Compositional and Structural Evolution of Plutonium Dioxide: Underpinning Future Decisions

Lead Research Organisation: Diamond Light Source
Department Name: Physical Sciences


Plutonium dioxide is a very dynamic material. Radioactive decay damages the lattice and also forms other elements in the material. Helium, an inert gas, may be localised or trapped in the lattice, or maybe released. Uranium isotopes (formed from the decay of plutonium-238, 239, 240) and americium-241 (formed from decay of plutonium-241) are formed atom-by-atom within the plutonium dioxide lattice.
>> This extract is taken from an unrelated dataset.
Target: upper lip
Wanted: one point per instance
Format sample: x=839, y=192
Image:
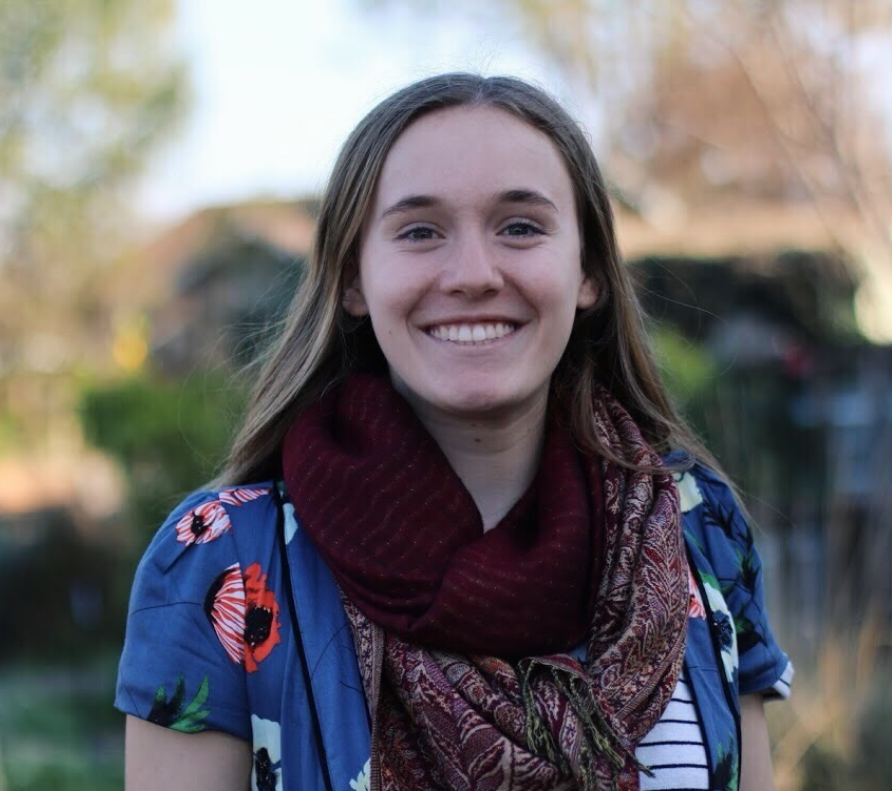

The UK has 140 tonnes of separated plutonium in the form of plutonium dioxide, the World's largest civil stockpile. This has been separated over the last half century and will need to be stored for several decades into the future before its end use. Currently, Government intends most of this material to be made into nuclear reactor fuel ('mixed oxide fuel'), with a small proportion, which cannot be made into fuel, being disposed of as waste, although policy changes could lead to more of it being designated as waste. Whatever the final fate of the plutonium, the material will need to be processed into a suitable form for its end use, and its evolution while it is being stored will affect its suitability for processing. We therefore need to be able to predict how plutonium dioxide will change in storage, so we know whether it will be suitable for its final use. The purpose of this project is to understand how plutonium dioxide changes so we can make these predictions.

We will make experimental measurements with plutonium dioxide to define the effects of radiation damage, helium formation and decay product formation on the material over timescales up to several decades. The evolution of plutonium dioxide will be explored using both a series of model samples and materials drawn from the UK stockpile. Behaviour of decay products will be determined using the stockpile materials. We will use synchrotron techniques (X-ray absorption spectroscopy, diffraction and tomography), electron microscopy and specific surface area measurements to characterise the materials. The results of these experiments will be used to develop computational models of plutonium dioxide evolution. Because decay products form atom-by-atom, and decay processes affect the electronic structure of the material, we need to model all these processes at the scale of individual atoms and small aggregates of atoms, but because the properties we are interested in are manifest at the lattice scale, we also need to understand how the atomic-scale effects carry across to this larger scale, and we will also develop models which we can use at this larger scale.